Supporting performance, or, that’s l’étiquette

My French isn’t that good: I can hold a conversation (sometimes) but I couldn’t hold a job. One way I try to get better is to read more and listen to more in French. I recently came across the Langue Française section of the TV5Monde site, which has an almost overwhelming range of features.

One of them is 7 jours sur la planète (7 Days on the Planet). It’s a regular feature  with three segments from the week’s TV news. For each segment, you can watch the video clip, read a transcript, and then test your comprehension with three levels of questions (elementary, intermediate, and advanced).

7jours exercises

I watched the first clip in the grid above, about fish fraud (one species of fish passed off as another). I got the gist, then brought up the transcript to spot words I didn’t know, or catch meanings I might have mistaken.

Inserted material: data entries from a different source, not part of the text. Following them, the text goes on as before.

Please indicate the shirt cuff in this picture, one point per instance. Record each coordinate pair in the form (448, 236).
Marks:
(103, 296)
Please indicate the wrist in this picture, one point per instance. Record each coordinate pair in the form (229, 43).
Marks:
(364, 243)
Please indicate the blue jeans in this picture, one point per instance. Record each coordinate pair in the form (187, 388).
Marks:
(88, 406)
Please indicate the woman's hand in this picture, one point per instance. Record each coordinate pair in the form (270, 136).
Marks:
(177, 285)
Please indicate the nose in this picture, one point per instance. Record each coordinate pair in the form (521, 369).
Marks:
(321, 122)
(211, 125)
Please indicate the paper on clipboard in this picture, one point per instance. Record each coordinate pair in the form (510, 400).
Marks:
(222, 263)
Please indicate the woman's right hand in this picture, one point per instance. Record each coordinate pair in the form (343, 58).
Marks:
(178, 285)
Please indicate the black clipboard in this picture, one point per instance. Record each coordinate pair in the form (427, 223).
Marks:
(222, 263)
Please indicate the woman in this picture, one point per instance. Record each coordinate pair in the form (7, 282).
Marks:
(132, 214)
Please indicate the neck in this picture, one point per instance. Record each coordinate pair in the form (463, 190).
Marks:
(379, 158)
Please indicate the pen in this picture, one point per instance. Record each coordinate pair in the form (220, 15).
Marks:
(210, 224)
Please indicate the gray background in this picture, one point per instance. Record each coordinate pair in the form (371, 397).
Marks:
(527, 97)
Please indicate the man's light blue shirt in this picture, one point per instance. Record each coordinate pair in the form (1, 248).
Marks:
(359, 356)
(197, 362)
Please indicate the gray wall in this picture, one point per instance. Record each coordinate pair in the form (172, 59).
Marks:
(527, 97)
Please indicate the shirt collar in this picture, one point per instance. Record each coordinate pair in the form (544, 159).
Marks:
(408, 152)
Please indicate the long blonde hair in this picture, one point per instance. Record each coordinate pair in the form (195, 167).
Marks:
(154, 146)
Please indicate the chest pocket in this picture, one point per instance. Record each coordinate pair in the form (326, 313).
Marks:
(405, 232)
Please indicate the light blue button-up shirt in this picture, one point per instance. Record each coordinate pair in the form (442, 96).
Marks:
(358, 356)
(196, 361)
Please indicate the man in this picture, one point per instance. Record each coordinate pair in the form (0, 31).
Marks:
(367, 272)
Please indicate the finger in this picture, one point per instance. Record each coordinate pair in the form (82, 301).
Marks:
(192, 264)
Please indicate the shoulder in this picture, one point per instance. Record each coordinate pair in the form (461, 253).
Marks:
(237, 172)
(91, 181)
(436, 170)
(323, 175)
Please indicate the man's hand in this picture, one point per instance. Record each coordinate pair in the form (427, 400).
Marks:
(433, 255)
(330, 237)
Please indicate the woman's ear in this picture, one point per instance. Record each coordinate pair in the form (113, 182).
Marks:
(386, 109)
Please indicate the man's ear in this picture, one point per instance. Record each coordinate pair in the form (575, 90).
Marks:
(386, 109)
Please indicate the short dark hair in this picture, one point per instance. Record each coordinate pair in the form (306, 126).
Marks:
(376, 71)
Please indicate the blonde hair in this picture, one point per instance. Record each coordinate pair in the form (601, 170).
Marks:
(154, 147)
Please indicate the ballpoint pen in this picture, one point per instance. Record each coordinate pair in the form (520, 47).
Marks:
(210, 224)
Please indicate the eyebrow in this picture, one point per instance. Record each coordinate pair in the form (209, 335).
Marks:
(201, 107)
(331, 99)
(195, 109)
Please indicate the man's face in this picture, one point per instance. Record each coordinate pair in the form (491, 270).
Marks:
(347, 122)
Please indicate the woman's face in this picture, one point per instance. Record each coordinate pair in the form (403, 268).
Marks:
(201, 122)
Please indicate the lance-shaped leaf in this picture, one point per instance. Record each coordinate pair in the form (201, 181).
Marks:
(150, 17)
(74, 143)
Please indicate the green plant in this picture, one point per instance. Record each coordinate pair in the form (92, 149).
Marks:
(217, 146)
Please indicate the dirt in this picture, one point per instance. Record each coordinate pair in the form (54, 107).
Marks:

That’s when I discovered Alexandria. TV5Monde’s site is set up so that on a page with a special icon (red circle with a question mark in the upper right of the following image), you can double-click any word to bring up a multi-language dictionary:

alexandra01

 

In this example, I clicked on l’étiquette. Alexandria popped up with a French-language dictionary, which reminded me that une étiquette is a little card or tag with the price, origin, or instructions for some product or item of merchandise.

You can set the dictionary to translate into any of more than two dozen languages:

alexandra02
(“Choose your target language.”)

What impresses me about this approach is that TV5Monde doesn’t have to create specialized hypertext for certain words. As far as I can tell, Alexandria’s dictionary works with any word on the page.

If you don’t know any French, of course, this would be a terrible way to learn it. You wouldn’t have any background to decide between one meaning and another, and a dictionary can’t tell you much about syntax or context.  The title of the segment in French, La fraude  aux poissons passe à travers les filets, could be read as “Fish fraud passes through the nets.” But even my paperback French-English dictionary has 27 main entries for passer,  and given the subject, I’d translate the title as “Fish fraud is slipping through the nets.”

If  you’ve got a low-to-intermediate level of ability with French, this is a powerful tool to help you understand more of what you read on the TV5Monde site

It looks like there’s a lot more to Alexandria–more than I can spend time on this morning. I have the impression you can link any web page to the dictionary’s features. I haven’t tested that yet, but I will.